И в понедельник все в обычной колее. Только с утра на булочку и кофе больше, чем обычно. Еще рубашку новую купил в обед в лавке портного через дорогу, пронес ее под мышкой, словно книжку, мимо дежурной в холле. А вечером на Элдерберри-стрит после душа и получасового раздумья, как в омут головой, выписал на лист бумаги несколько слов и прицепил к стене над телефоном. Франц набрал номер.
Какая-то другая девушка пошла позвать ее. Множество голосов на заднем плане. Все те, кого он знает, по телефону говорят так смело. Она произнесла алло, и спотыкающимся голосом он попросил ее прийти к нему домой. На чашку кофе. Молчание. Алло, сказал он. Алло, сказала она. Ну так как, выдавил из себя он, насчет этого. Пожалуй, нет, ответила она, нет, вряд ли она сможет. Пространство пустоты расширилось, и он сказал гм, вы еще слушаете. Вы еще трубку не повесили. Она сказала нет, не повесила. И это все, что вы хотели мне сказать. Франц сказал нет, есть кое-что еще. Она сказала ну, так я же не могу ждать целый вечер. Франц говорит — тогда, может, сходим посмотрим пьесу. Она говорит, какую. Франц говорит, ну, я не знаю, просто пьесу. Ответом было — что вы за странные мне вещи предлагаете. Вы извините уж, но мне пора идти, счастливо.
Тихонько Франц повесил трубку. Стоя во мраке в своей квартире, где раньше торговали овощами. Он поднял руку и провел по лбу, смахнув крупные капли пота.

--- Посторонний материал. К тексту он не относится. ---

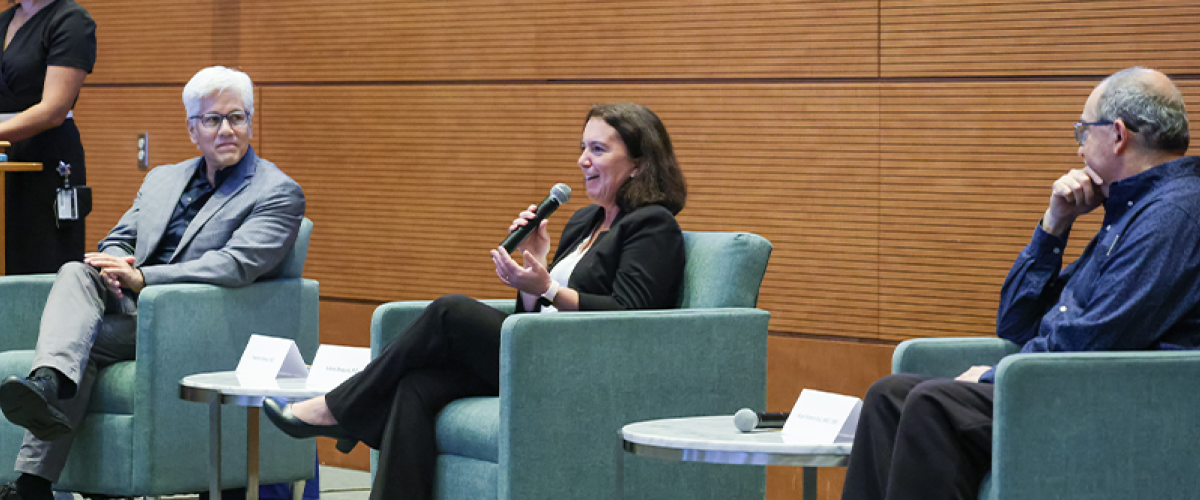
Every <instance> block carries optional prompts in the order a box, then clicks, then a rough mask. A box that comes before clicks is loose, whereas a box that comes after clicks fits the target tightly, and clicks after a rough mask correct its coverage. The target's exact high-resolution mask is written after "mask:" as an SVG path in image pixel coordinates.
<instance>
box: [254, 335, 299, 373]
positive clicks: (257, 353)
mask: <svg viewBox="0 0 1200 500" xmlns="http://www.w3.org/2000/svg"><path fill="white" fill-rule="evenodd" d="M238 375H240V376H239V378H241V376H251V378H265V379H276V378H302V376H306V375H308V367H306V366H305V365H304V359H302V357H300V349H296V343H295V341H292V339H290V338H278V337H268V336H265V335H252V336H250V342H247V343H246V350H245V351H242V353H241V361H239V362H238Z"/></svg>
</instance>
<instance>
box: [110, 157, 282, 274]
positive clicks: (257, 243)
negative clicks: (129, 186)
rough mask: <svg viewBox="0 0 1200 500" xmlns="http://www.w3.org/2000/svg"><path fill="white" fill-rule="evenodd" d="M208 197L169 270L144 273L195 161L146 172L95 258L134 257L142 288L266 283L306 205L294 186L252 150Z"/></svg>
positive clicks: (272, 163) (196, 217) (195, 172)
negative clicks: (163, 286)
mask: <svg viewBox="0 0 1200 500" xmlns="http://www.w3.org/2000/svg"><path fill="white" fill-rule="evenodd" d="M246 156H247V157H248V158H246V159H248V161H244V162H240V163H239V164H238V165H234V167H230V168H238V170H236V171H234V173H233V174H230V175H229V177H228V179H226V180H224V182H222V183H221V187H220V188H217V191H216V192H214V193H212V197H211V198H209V201H208V203H205V204H204V207H203V209H200V211H199V213H197V215H196V218H194V219H192V223H191V224H188V225H187V230H186V231H184V237H182V240H180V241H179V247H178V248H176V249H175V253H174V254H173V255H172V257H170V260H169V261H168V263H167V264H162V265H150V266H145V267H143V266H142V264H143V263H144V261H145V260H146V258H148V257H149V255H150V253H152V252H154V249H155V248H157V246H158V240H161V239H162V235H163V233H164V231H166V230H167V223H168V222H170V215H172V212H173V211H174V209H175V205H176V204H178V203H179V197H180V195H182V193H184V189H185V188H187V182H188V181H190V180H191V179H192V175H193V174H194V173H196V168H197V167H198V165H199V164H200V158H199V157H197V158H192V159H188V161H185V162H181V163H176V164H170V165H161V167H157V168H155V169H154V170H150V173H149V174H146V177H145V180H143V181H142V187H140V188H139V189H138V195H137V198H136V199H134V200H133V206H131V207H130V210H128V211H127V212H125V215H124V216H121V219H120V221H119V222H118V223H116V227H114V228H113V230H112V231H109V233H108V236H106V237H104V239H103V240H101V241H100V251H101V252H103V253H108V254H112V255H122V257H126V255H133V257H134V258H136V259H137V260H136V261H134V263H133V266H134V267H139V269H140V270H142V273H143V275H144V276H145V282H146V285H152V284H163V283H180V282H185V283H211V284H216V285H222V287H245V285H247V284H250V283H253V282H254V281H256V279H258V278H271V277H274V276H275V275H277V273H278V272H280V271H281V270H280V269H278V267H280V264H281V263H282V261H283V258H284V257H286V255H287V254H288V251H289V249H290V248H292V246H293V245H294V243H295V239H296V233H298V231H299V229H300V222H301V221H302V219H304V211H305V198H304V191H301V189H300V185H298V183H296V182H295V181H293V180H292V177H289V176H288V175H287V174H284V173H283V171H282V170H280V169H278V168H277V167H275V164H274V163H271V162H268V161H266V159H263V158H259V157H258V155H256V153H254V150H253V149H250V150H248V151H247V152H246Z"/></svg>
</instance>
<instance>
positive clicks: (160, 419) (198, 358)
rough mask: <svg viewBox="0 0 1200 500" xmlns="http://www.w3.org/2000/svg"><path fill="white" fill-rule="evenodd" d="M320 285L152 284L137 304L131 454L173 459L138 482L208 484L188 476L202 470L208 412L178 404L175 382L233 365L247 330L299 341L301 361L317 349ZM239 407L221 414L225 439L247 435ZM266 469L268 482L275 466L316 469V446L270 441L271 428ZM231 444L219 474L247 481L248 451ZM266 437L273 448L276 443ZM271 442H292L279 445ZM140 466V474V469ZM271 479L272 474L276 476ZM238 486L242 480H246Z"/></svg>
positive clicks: (204, 466) (264, 479) (205, 445)
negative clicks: (224, 470) (222, 465)
mask: <svg viewBox="0 0 1200 500" xmlns="http://www.w3.org/2000/svg"><path fill="white" fill-rule="evenodd" d="M318 301H319V299H318V285H317V282H314V281H312V279H300V278H289V279H275V281H266V282H258V283H253V284H251V285H248V287H244V288H222V287H216V285H208V284H168V285H155V287H148V288H146V289H145V290H143V291H142V295H140V297H139V300H138V344H137V368H136V369H137V373H136V375H134V376H136V380H137V385H136V387H137V388H136V393H134V400H136V405H134V433H133V436H134V438H133V446H134V457H173V459H172V460H161V463H152V464H150V466H149V468H148V469H146V470H149V471H150V474H149V476H148V477H136V478H134V481H136V483H143V484H150V488H148V490H151V492H157V490H161V489H160V488H158V487H157V484H167V483H173V484H179V483H185V482H188V481H192V482H194V484H196V487H197V488H196V489H194V490H203V489H204V488H205V484H206V483H205V478H204V477H203V475H199V476H196V477H194V481H193V480H191V478H190V477H182V478H181V476H188V475H192V476H194V474H193V472H192V471H196V470H205V468H206V466H208V465H206V464H208V458H206V457H208V444H206V439H205V435H206V433H205V430H204V429H208V411H206V410H205V409H203V408H202V406H199V405H197V404H196V403H188V402H184V400H181V399H180V398H179V381H180V379H182V378H184V376H186V375H191V374H194V373H202V372H217V371H232V369H234V368H236V366H238V361H239V360H240V359H241V354H242V350H244V349H245V348H246V343H247V342H248V341H250V336H251V335H253V333H259V335H268V336H272V337H283V338H290V339H294V341H296V345H298V347H299V349H300V351H301V353H302V354H305V355H307V356H310V360H311V356H312V355H313V353H316V350H317V342H318V339H317V323H318V303H319V302H318ZM238 410H240V409H235V408H227V409H226V410H224V412H226V415H227V417H226V418H223V422H222V428H223V429H224V433H226V435H244V433H245V432H246V430H245V426H246V423H245V417H244V416H241V415H244V412H242V411H238ZM263 433H264V434H263V438H264V440H263V450H262V453H263V456H264V457H272V459H271V460H270V462H268V463H264V466H263V470H262V475H263V478H264V480H269V478H271V476H272V472H274V471H275V470H278V469H281V468H282V469H284V470H298V468H301V469H300V470H304V469H302V466H304V464H299V463H298V460H299V462H304V463H306V464H307V468H308V470H312V469H311V468H312V457H313V453H314V452H316V444H314V442H311V441H299V440H288V441H283V440H282V439H275V440H271V439H266V438H268V434H272V435H274V433H277V430H275V429H274V428H272V426H269V424H268V426H265V429H264V430H263ZM236 441H238V440H234V442H230V444H226V445H223V446H222V447H223V454H224V458H223V459H224V464H229V469H228V470H226V471H223V476H222V477H223V478H227V481H228V482H229V484H236V483H238V481H245V469H244V466H242V465H240V464H244V463H245V462H244V460H245V450H240V447H239V446H238V445H236ZM272 441H274V442H276V446H275V447H272ZM277 442H284V445H283V446H289V447H288V448H287V450H283V448H280V447H278V445H277ZM139 470H140V469H139ZM275 475H277V474H275ZM242 484H244V482H242Z"/></svg>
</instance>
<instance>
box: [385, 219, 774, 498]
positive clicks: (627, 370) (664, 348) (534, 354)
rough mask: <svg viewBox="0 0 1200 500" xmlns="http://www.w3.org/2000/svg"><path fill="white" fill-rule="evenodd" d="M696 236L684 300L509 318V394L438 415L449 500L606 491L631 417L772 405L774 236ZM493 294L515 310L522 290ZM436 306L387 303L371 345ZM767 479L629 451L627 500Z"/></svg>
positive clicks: (742, 489) (496, 304)
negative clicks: (768, 326)
mask: <svg viewBox="0 0 1200 500" xmlns="http://www.w3.org/2000/svg"><path fill="white" fill-rule="evenodd" d="M684 241H685V252H686V254H688V266H686V271H685V278H684V294H683V303H682V307H683V308H682V309H671V311H636V312H583V313H578V312H576V313H554V314H517V315H512V317H509V318H508V319H506V320H505V321H504V327H503V331H502V341H500V396H499V397H498V398H467V399H460V400H456V402H454V403H451V404H450V405H448V406H446V408H445V409H444V410H443V411H442V414H440V415H439V417H438V423H437V440H438V447H439V450H440V456H439V457H438V472H437V498H439V499H473V500H479V499H511V500H535V499H608V498H612V496H613V493H614V488H616V463H617V457H616V453H617V452H618V451H617V450H618V438H617V432H618V430H619V429H620V427H622V426H624V424H626V423H630V422H636V421H643V420H652V418H666V417H680V416H692V415H720V414H728V415H732V414H733V412H736V411H737V410H738V409H740V408H744V406H752V408H762V406H763V405H764V404H766V402H767V396H766V391H767V321H768V319H769V314H768V313H767V312H766V311H761V309H755V308H754V307H755V303H756V301H757V299H758V285H760V284H761V282H762V277H763V273H764V272H766V269H767V259H768V258H769V257H770V242H768V241H767V240H764V239H762V237H761V236H757V235H752V234H746V233H688V231H685V233H684ZM487 302H488V303H490V305H492V306H494V307H497V308H502V309H505V311H510V312H511V311H512V307H514V300H511V299H509V300H499V301H487ZM427 303H428V302H396V303H388V305H383V306H380V307H379V308H378V309H376V312H374V318H373V319H372V324H371V345H372V350H373V351H376V353H378V350H379V349H380V348H382V347H383V345H385V344H386V343H388V342H389V341H391V338H394V337H395V336H396V335H398V333H400V332H402V331H403V330H404V327H407V325H408V324H409V323H412V321H413V320H414V319H415V318H416V317H418V315H419V314H420V313H421V311H422V309H424V308H425V306H426V305H427ZM373 462H374V460H373ZM373 469H374V466H372V470H373ZM374 472H376V474H386V471H374ZM764 483H766V472H764V471H763V469H762V468H731V466H719V465H712V464H694V463H667V462H662V460H656V459H653V458H642V457H632V456H631V457H626V458H625V488H626V492H628V494H626V498H636V499H714V500H715V499H721V500H728V499H762V496H763V493H764V488H766V487H764Z"/></svg>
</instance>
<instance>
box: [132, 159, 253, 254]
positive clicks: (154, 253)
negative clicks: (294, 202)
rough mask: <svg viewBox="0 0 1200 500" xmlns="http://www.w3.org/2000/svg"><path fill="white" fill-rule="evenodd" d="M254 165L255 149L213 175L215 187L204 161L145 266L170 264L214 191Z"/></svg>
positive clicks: (188, 184) (197, 165)
mask: <svg viewBox="0 0 1200 500" xmlns="http://www.w3.org/2000/svg"><path fill="white" fill-rule="evenodd" d="M254 162H258V156H257V155H254V151H253V150H247V152H246V155H245V156H242V157H241V161H239V162H238V163H236V164H233V165H229V167H226V168H223V169H221V170H217V174H216V175H214V176H212V177H214V180H216V186H214V185H211V183H209V175H208V167H205V165H206V164H208V163H206V162H205V159H204V158H200V164H199V165H197V167H196V174H192V180H191V181H188V182H187V188H186V189H184V194H180V195H179V203H178V204H175V210H174V211H173V212H172V213H170V222H168V223H167V231H166V233H163V234H162V240H158V248H156V249H155V251H154V253H151V254H150V257H148V258H146V261H145V264H143V265H156V264H167V263H168V261H170V255H174V254H175V249H176V248H179V242H180V241H184V233H186V231H187V225H188V224H191V223H192V219H193V218H196V215H197V213H199V212H200V209H203V207H204V204H205V203H208V200H209V198H211V197H212V192H214V191H217V188H218V187H221V183H223V182H224V180H226V179H229V175H230V174H233V173H234V171H236V170H239V169H240V170H246V169H247V168H248V165H250V164H252V163H254Z"/></svg>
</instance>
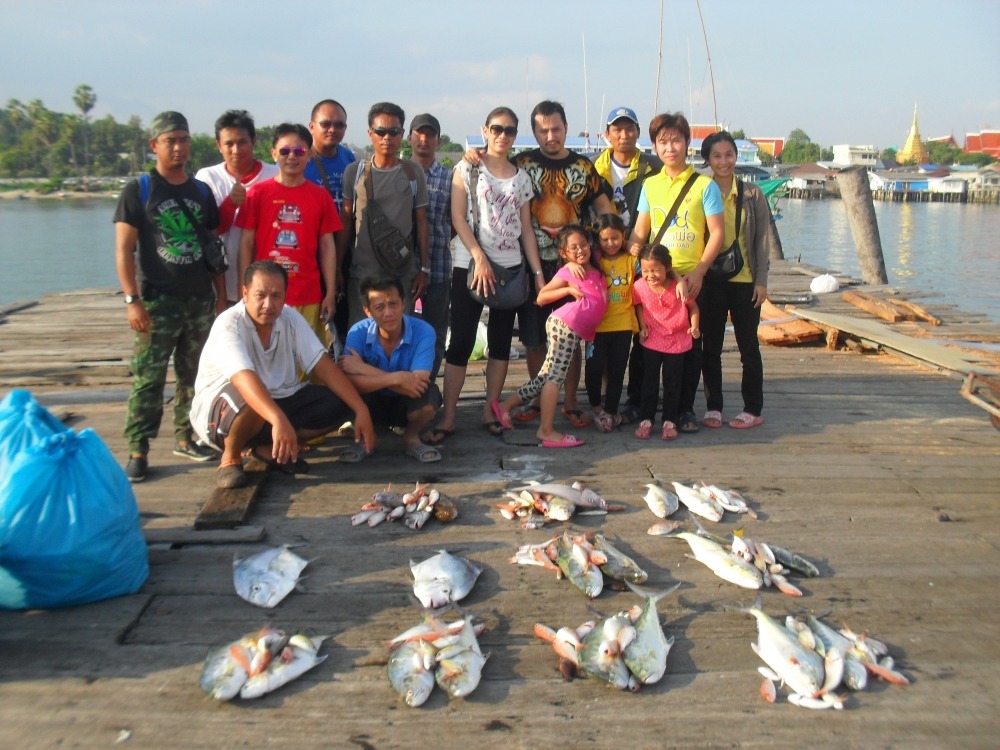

Руками крепко обхватил себя и так держал, так стоял и плакал.
Неделю Франц не разговаривал ни с кем. Носил свои обеденные бутерброды к ступеням Вайденеровской библиотеки, хрустел поджаристыми корками прилюдно. А на работе дверь держал закрытой и голову склоненной низко над желтизной бумаг. По вечерам, не в силах противостоять монашескому одиночеству на Элдерберри-стрит, он выходил гулять по переулкам Кембриджа. Однажды, увязавшись за накрахмаленной компанией, купил билет и пошел в театр.
Зубы в замок, губы ниточкой, шел он в свой офис следующим утром, застывший взгляд поверх голов уставив, и тут, как обухом по голове, голос дежурной. Она сказала: о. Это вы. Он обернулся, и она вышла из-за стойки. Чтобы сказать, что сидела позади него вчера в «Театре Поэтов». Франц с отдаляюще суровым видом проследовал своей дорогой, так и оставив ее стоять.
Поздним вечером на Элдерберри-стрит, затылком продавив подушку, Франц пялился на звук шагов по потолку в квартире сверху. Все эти дни он избегал проходить мимо больницы и как-то раз ходил купаться в открытый бассейн в конце улицы. Но челюсти одиночества от этого сжимались только крепче. А на ступенях Вайденеровской библиотеки он примелькался так, что его уже узнавали.